CS: contrast sensitivity. SD: Speed discrimination. n.e.: not executed (the subject did not performed the task). n.r.: not recorded (the subject performed the fMRI task, but the behavioral response was not recorded because of a response box malfunction).

On the basis of the correlation matrices, we identified the following families of variables to generate family specific thresholds:

• Family 1: word-reading, pseudo-word reading, VOT task, picture naming, rhyme (d-prime); for this family the corrected alpha level was set to .01;

• Family 2: digit naming and spoonerisms; for this family the corrected alpha level was set to 0.025;

• Family 3: verbal and performance I.Q.; for this family the corrected alpha level was set to 0.025;

• Family 4: correct taps and lack of corrections; for this family the corrected alpha level was set to 0.025;

• Family 5: contrast discrimination for magnocellular stimuli, contrast discrimination for parvocellular stimuli, speed discrimination for magnocellular stimuli and coherent motion perception; for this family the corrected alpha level was set to .0125;

• Family 6: speed discrimination with parvocellular stimuli (alpha level .05 – i.e. independent measure).

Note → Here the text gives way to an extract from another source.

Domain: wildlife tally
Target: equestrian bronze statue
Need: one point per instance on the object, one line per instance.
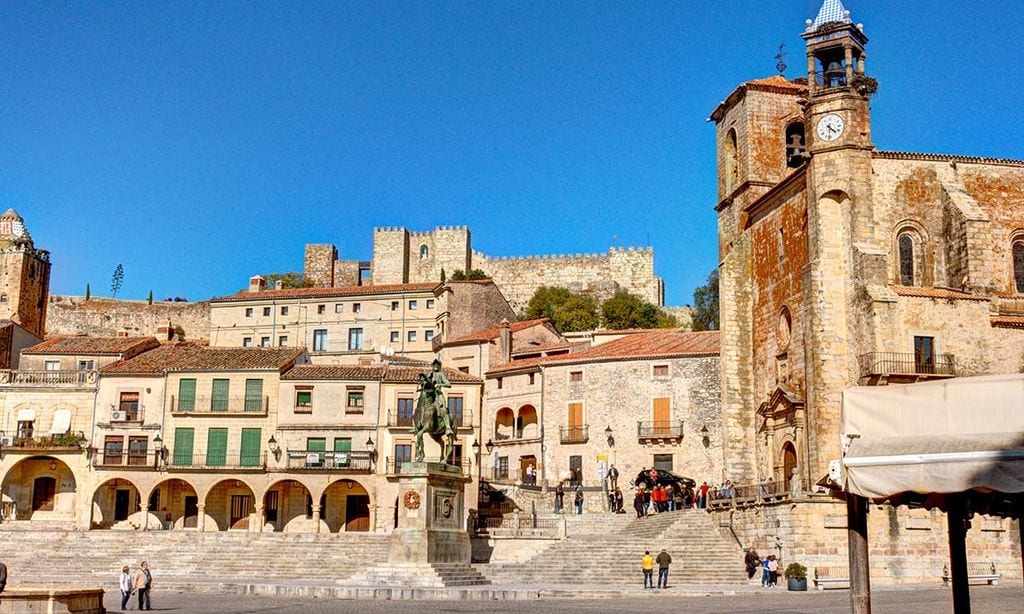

Group comparisons (dyslexics versus controls) were performed using multiple Mann-Whitney U tests with the software SPSS (http://www-01.ibm.com/software/it/analytics/spss). For the non-parametric between-groups comparisons, the magnitude of the effect sizes was calculated according to the equation:

$$\left|r\right|=\left|\frac{z}{\sqrt{N}}\right|$$

Comparison of different naming skills.

A two-way 2x3 ANOVA with one between-group factor (controls, dyslexics) and one within-group factor (word-reading, pseudo-word reading and picture naming) was calculated to compare different kinds of naming skills (reading words, pseudo-words, picture naming). The partial eta squared was also computed to measure the magnitude of the effect sizes.

2.6. fMRI data analysis¹¹

After standard pre-processing of the fMRI data (Friston et al., 1995) the experimental conditions were modelled in a block-design and the condition-specific effects were estimated using the General Linear Model as implemented in SPM8 (Wellcome Department of Imaging Neuroscience, London, UK). For each subject and task, images were converted from DICOM to NIFTI, realigned (default options in SPM8 saved in “estimate and reslice” batch) to remove movement artefacts and normalized into an MRI stereotactic space (using standard SPM8 procedures and the EPI template). Images were then convolved in space with a three-dimensional isotropic Gaussian kernel (10 mm FWHM) to improve the signal-to-noise ratio. The data were also high-pass filtered with a cut-off period of 128 sec.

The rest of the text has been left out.